Um relatório do Supremo Tribunal Federal (STF) de janeiro deste ano apontou que 371 haviam sido condenadas por crimes relacionados ao episódio
Foto: Marcelo Camargo / Agência Brasil
“É por elas, é pelos seus netos, é pelos seus filhos, é por justiça, é pelo nosso Brasil e pelo nosso futuro. No próximo domingo, dia 16, às 10 da manhã, compareça. Vá a Copacabana. É por todos nós.” Assim o ex-presidente Jair Bolsonaro (PL) convocou sua militância para uma manifestação em Copacabana, no Rio de Janeiro, pela anistia a pessoas envolvidas na invasão das sedes dos Três Poderes, em Brasília, no dia 8 de janeiro de 2023.
O protesto acontece ao mesmo tempo em que a bancada bolsonarista no Congresso Nacional tenta acelerar a votação de um projeto de lei que prevê a anistia para pessoas envolvidas nos atos de 8 de janeiro.
Um relatório do Supremo Tribunal Federal (STF) de janeiro deste ano apontou que 371 haviam sido condenadas por crimes relacionados ao episódio. Outras 527 teriam admitido a prática de crimes relacionados e feito acordos com o Ministério Público Federal (MPF) para não serem processadas.
A convocação feita pelo ex-presidente faz parte de um vídeo com a foto de quase uma dezena de mulheres condenadas por seus envolvimentos no episódio. No vídeo, porém, Bolsonaro não cita que uma possível aprovação do projeto da anistia poderia, sim, beneficiá-lo diretamente.

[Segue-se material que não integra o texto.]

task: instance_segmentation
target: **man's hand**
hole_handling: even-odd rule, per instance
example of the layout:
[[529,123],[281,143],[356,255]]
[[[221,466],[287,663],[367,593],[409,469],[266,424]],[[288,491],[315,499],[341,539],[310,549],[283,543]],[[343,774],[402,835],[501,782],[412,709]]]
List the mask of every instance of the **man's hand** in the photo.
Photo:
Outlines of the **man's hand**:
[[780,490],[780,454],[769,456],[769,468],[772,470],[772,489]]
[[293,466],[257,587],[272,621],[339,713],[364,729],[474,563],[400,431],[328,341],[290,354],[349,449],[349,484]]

É o que afirmam juristas ouvidos pela BBC News Brasil que avaliaram o projeto. Segundo eles, o texto prevê a anistia para pessoas direta ou indiretamente envolvidas no 8 de janeiro e até mesmo por atos anteriores.
Isso, em tese, beneficiaria Bolsonaro, apontado pela Procuradoria-Geral da República (PGR) como o suposto líder de uma organização que teria tentado dar um golpe de Estado que teria culminado com o 8 de janeiro.

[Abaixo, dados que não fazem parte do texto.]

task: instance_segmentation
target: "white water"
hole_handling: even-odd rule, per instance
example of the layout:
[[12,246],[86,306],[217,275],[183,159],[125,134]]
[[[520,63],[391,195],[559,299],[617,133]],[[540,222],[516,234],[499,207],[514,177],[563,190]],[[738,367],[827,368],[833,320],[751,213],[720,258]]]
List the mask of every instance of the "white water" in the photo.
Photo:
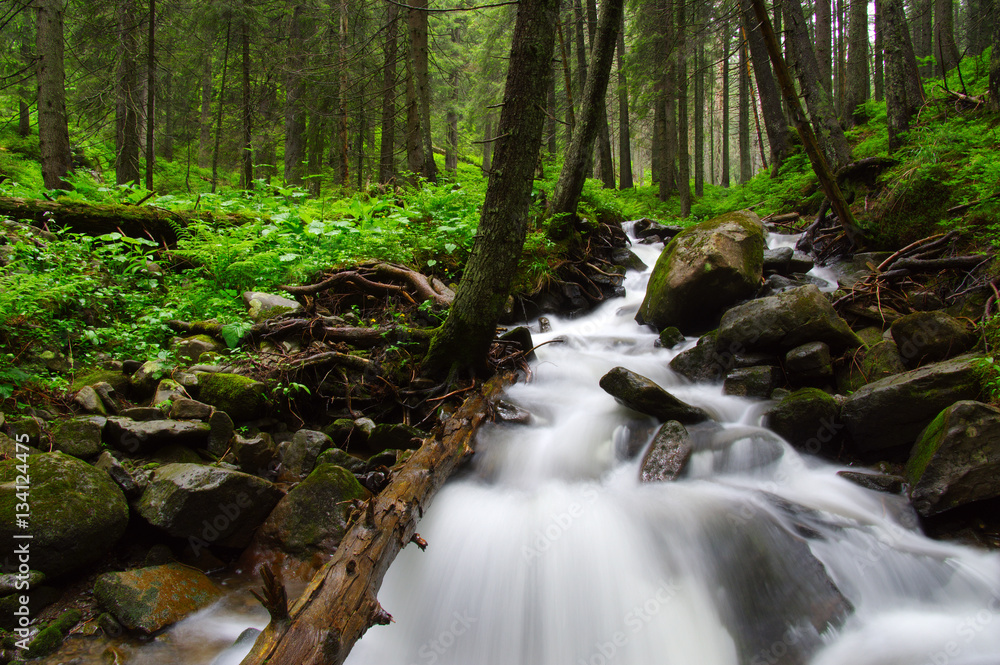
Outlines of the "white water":
[[[635,250],[652,266],[659,246]],[[905,500],[761,429],[761,402],[671,372],[677,350],[633,319],[647,278],[535,333],[565,341],[509,391],[533,424],[481,433],[419,525],[426,552],[407,547],[378,594],[394,623],[349,665],[1000,662],[997,555],[924,538]],[[684,479],[638,482],[623,453],[656,423],[598,386],[619,365],[718,421],[691,428]],[[826,597],[809,551],[853,606],[832,627],[796,615]]]

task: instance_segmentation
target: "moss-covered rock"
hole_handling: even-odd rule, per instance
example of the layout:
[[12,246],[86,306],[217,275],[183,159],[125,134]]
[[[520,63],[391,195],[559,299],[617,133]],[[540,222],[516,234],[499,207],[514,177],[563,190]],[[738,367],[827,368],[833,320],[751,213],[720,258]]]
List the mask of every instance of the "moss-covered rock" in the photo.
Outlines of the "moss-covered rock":
[[267,386],[239,374],[200,374],[198,399],[225,411],[234,422],[255,420],[268,411]]
[[28,644],[25,654],[28,658],[41,658],[47,656],[62,644],[66,639],[66,634],[73,629],[73,626],[80,623],[83,613],[80,610],[67,610],[59,615],[55,621],[38,631],[35,638]]
[[52,443],[67,455],[87,459],[101,453],[101,434],[107,419],[101,416],[63,420],[52,427]]
[[615,367],[602,376],[600,386],[622,406],[662,421],[691,424],[709,419],[704,410],[686,404],[655,381],[625,367]]
[[774,433],[809,453],[829,451],[844,429],[837,400],[819,388],[800,388],[764,414]]
[[347,531],[351,501],[368,496],[350,471],[321,464],[271,512],[260,528],[261,542],[302,558],[329,554]]
[[764,226],[749,210],[685,229],[663,248],[636,320],[696,333],[760,285]]
[[889,330],[909,367],[965,353],[976,343],[972,330],[942,311],[907,314],[893,321]]
[[[106,473],[64,453],[29,458],[31,565],[49,578],[99,560],[128,525],[128,504]],[[13,516],[17,460],[0,462],[0,515]],[[14,542],[13,519],[0,521],[0,539]]]
[[174,340],[170,344],[178,360],[195,364],[203,353],[216,353],[225,349],[225,345],[209,335],[190,335]]
[[847,395],[861,386],[906,371],[896,343],[882,340],[867,349],[858,349],[836,371],[837,390]]
[[656,483],[676,479],[684,471],[693,451],[691,438],[684,425],[676,420],[663,423],[642,458],[639,480]]
[[222,597],[203,573],[169,563],[105,573],[94,584],[94,597],[130,630],[154,633]]

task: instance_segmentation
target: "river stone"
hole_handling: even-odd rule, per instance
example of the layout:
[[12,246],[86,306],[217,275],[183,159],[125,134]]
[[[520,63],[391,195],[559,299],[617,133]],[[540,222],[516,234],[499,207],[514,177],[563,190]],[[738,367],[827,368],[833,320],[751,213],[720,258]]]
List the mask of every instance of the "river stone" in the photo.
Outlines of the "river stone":
[[[17,460],[0,462],[0,540],[17,542]],[[100,469],[64,453],[31,458],[31,567],[48,578],[78,570],[107,554],[128,525],[128,503]]]
[[837,400],[819,388],[800,388],[764,413],[764,424],[799,450],[830,450],[842,434]]
[[860,453],[912,446],[931,420],[961,400],[982,392],[977,358],[961,356],[862,386],[841,410]]
[[702,335],[694,346],[674,356],[670,369],[695,383],[722,381],[735,366],[735,360],[731,354],[723,355],[716,350],[717,339],[714,331]]
[[814,285],[733,307],[722,315],[716,344],[720,351],[734,354],[784,354],[806,342],[826,342],[835,353],[861,346],[861,339]]
[[210,428],[191,420],[147,420],[108,418],[104,439],[116,449],[130,455],[152,453],[167,444],[204,448]]
[[259,291],[245,291],[243,304],[247,307],[247,315],[258,323],[281,314],[302,311],[302,305],[290,298]]
[[791,247],[777,247],[775,249],[764,250],[764,274],[780,273],[782,275],[790,272],[788,264],[792,261],[792,254],[795,250]]
[[687,466],[692,450],[691,439],[684,425],[676,420],[663,423],[642,458],[639,480],[644,483],[675,480]]
[[749,210],[727,213],[677,234],[663,248],[636,314],[640,324],[691,334],[760,285],[764,226]]
[[222,457],[233,439],[233,419],[225,411],[215,411],[208,419],[208,428],[208,452]]
[[132,391],[140,398],[148,398],[156,391],[160,379],[170,374],[170,368],[159,360],[147,360],[129,378]]
[[173,400],[170,417],[176,420],[208,420],[214,409],[211,405],[187,397]]
[[52,427],[52,443],[67,455],[86,459],[101,452],[101,433],[107,418],[71,418]]
[[163,420],[163,412],[155,406],[133,406],[128,409],[122,409],[122,412],[118,415],[122,418],[143,423],[150,420]]
[[97,395],[101,398],[108,413],[112,416],[119,415],[122,409],[118,403],[118,391],[115,390],[115,387],[107,381],[98,381],[93,385],[93,388],[97,391]]
[[966,400],[942,411],[913,447],[906,479],[925,517],[1000,496],[1000,409]]
[[602,376],[600,386],[619,404],[662,421],[692,424],[709,419],[702,409],[682,402],[651,379],[624,367],[615,367]]
[[910,367],[965,353],[976,343],[976,335],[946,312],[914,312],[889,327],[899,353]]
[[278,502],[260,528],[260,540],[308,558],[332,553],[347,532],[351,501],[371,496],[347,469],[321,464]]
[[824,381],[833,376],[833,359],[826,342],[807,342],[785,354],[785,371],[792,383]]
[[684,333],[677,329],[677,326],[668,326],[660,331],[657,340],[660,346],[665,349],[672,349],[684,341]]
[[174,340],[170,348],[179,360],[193,365],[203,353],[217,353],[226,347],[208,335],[191,335]]
[[280,447],[281,471],[278,480],[298,482],[309,475],[316,465],[316,458],[324,449],[333,445],[333,439],[323,432],[300,429],[292,435],[287,445]]
[[191,399],[191,396],[184,390],[184,386],[173,379],[161,379],[156,384],[156,392],[153,393],[152,405],[159,407],[165,402],[173,403],[174,400],[178,399]]
[[108,415],[108,410],[101,401],[101,396],[97,394],[93,386],[84,386],[77,391],[73,397],[73,403],[87,413],[96,413],[102,416]]
[[858,349],[850,358],[850,362],[837,370],[837,390],[847,395],[866,383],[894,376],[905,372],[906,369],[896,343],[883,340],[867,349]]
[[251,437],[235,435],[233,452],[240,471],[255,476],[271,471],[278,459],[278,446],[267,432],[258,432]]
[[147,522],[204,546],[244,547],[282,497],[273,483],[201,464],[167,464],[136,503]]
[[368,435],[368,450],[378,453],[383,450],[416,450],[429,434],[403,423],[379,423]]
[[738,397],[767,399],[784,382],[784,378],[781,368],[773,365],[737,367],[722,383],[722,392]]
[[34,446],[28,445],[27,443],[21,443],[18,445],[14,439],[10,438],[3,432],[0,432],[0,459],[16,457],[18,453],[41,455],[42,451]]
[[222,597],[204,573],[179,563],[105,573],[94,597],[129,630],[150,634],[176,623]]
[[368,470],[368,462],[355,457],[346,450],[340,448],[327,448],[316,458],[316,466],[323,464],[334,464],[342,466],[351,473],[364,473]]
[[148,484],[148,479],[143,475],[138,480],[132,473],[122,465],[118,459],[111,454],[110,450],[105,450],[101,453],[101,456],[97,458],[94,462],[94,467],[101,469],[106,472],[111,480],[115,481],[115,484],[121,488],[122,493],[125,494],[125,498],[132,500],[139,497],[142,494],[142,490],[145,489]]
[[885,492],[886,494],[899,494],[903,491],[906,484],[906,479],[902,476],[893,476],[888,473],[841,469],[837,472],[837,475],[865,489],[875,492]]
[[267,386],[239,374],[200,375],[198,399],[225,411],[237,423],[262,418],[268,411]]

Bolsonaro é acusado crimes como de golpe de Estado, abolição violenta do Estado Democrático de Direito, organização criminosa armada, dano qualificado pela violência e grave ameaça contra o patrimônio da União e deterioração de patrimônio tombado.

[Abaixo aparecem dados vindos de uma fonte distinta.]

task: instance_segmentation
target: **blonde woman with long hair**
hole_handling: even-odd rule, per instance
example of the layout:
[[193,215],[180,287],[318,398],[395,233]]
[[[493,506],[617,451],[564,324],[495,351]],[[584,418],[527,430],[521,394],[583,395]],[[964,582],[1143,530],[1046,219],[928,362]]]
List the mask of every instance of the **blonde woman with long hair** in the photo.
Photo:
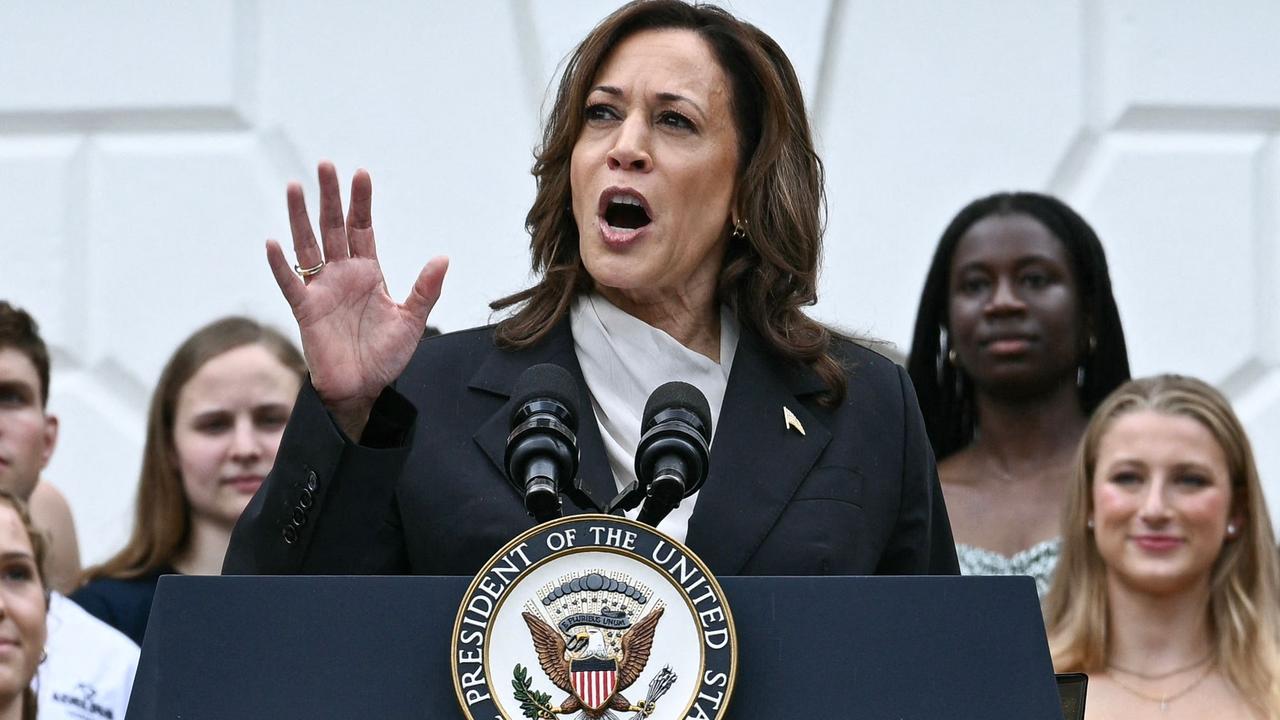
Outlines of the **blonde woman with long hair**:
[[1077,455],[1045,601],[1088,720],[1280,720],[1280,560],[1248,437],[1192,378],[1131,381]]

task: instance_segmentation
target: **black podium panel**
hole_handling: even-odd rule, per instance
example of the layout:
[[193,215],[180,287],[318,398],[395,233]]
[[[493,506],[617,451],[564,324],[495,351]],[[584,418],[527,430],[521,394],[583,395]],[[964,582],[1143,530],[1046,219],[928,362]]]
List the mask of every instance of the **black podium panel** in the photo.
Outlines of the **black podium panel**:
[[[469,582],[163,577],[126,717],[461,718],[450,633]],[[720,583],[734,720],[1061,718],[1029,578]]]
[[735,719],[1062,717],[1029,577],[720,582],[741,646]]

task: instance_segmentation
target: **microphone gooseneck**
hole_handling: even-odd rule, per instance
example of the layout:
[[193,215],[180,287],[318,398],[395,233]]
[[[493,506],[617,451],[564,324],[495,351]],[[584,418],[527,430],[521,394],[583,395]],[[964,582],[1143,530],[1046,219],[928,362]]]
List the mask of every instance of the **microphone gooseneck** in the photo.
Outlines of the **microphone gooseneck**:
[[[639,520],[658,523],[706,482],[711,408],[686,382],[660,386],[645,403],[636,448],[636,479],[644,493]],[[634,506],[633,506],[634,507]]]
[[560,517],[560,493],[578,474],[578,386],[559,365],[534,365],[516,380],[507,478],[542,523]]

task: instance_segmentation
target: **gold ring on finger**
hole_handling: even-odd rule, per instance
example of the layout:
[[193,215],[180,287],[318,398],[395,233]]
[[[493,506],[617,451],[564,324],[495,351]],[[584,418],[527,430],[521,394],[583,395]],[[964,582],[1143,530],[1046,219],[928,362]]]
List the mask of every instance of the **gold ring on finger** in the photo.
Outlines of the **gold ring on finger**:
[[298,273],[298,277],[300,277],[300,278],[309,278],[309,277],[311,277],[312,275],[317,275],[317,274],[319,274],[319,273],[320,273],[320,271],[321,271],[321,270],[323,270],[323,269],[324,269],[324,261],[323,261],[323,260],[321,260],[320,262],[316,263],[315,265],[313,265],[312,267],[309,267],[309,268],[304,268],[304,267],[302,267],[301,265],[294,265],[294,266],[293,266],[293,271],[294,271],[294,272],[296,272],[296,273]]

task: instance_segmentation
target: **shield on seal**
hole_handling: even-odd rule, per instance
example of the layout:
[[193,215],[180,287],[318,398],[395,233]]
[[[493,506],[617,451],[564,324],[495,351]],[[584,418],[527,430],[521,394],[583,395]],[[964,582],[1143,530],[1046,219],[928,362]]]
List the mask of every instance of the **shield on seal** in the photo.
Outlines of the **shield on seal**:
[[618,689],[618,663],[612,659],[584,658],[569,663],[573,691],[582,704],[599,710]]

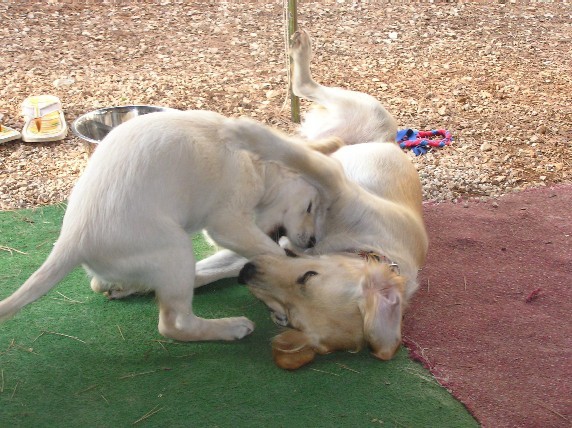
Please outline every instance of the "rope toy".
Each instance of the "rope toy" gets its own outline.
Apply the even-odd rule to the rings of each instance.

Mas o que diz exatamente o projeto de anistia e quais as chances de ser aprovado?
A BBC News Brasil questionou juristas, políticos e cientistas políticos para responder a estas perguntas e explicar como a anistia aos presos pelo 8 de janeiro pode, sim, favorecer também o ex-presidente.
O que diz o projeto?
O projeto de lei mais avançado de anistia ao 8 de janeiro é de autoria do ex-deputado federal Major Vitor Hugo (PL-GO), um dos principais aliados de Bolsonaro durante seu governo.
O PL 2.858 foi apresentado em novembro de 2022 e, inicialmente, tinha o objetivo de anistiar manifestantes que teriam participado de protestos no dia 30 de outubro, após a derrota de Bolsonaro no segundo turno das eleições daquele ano.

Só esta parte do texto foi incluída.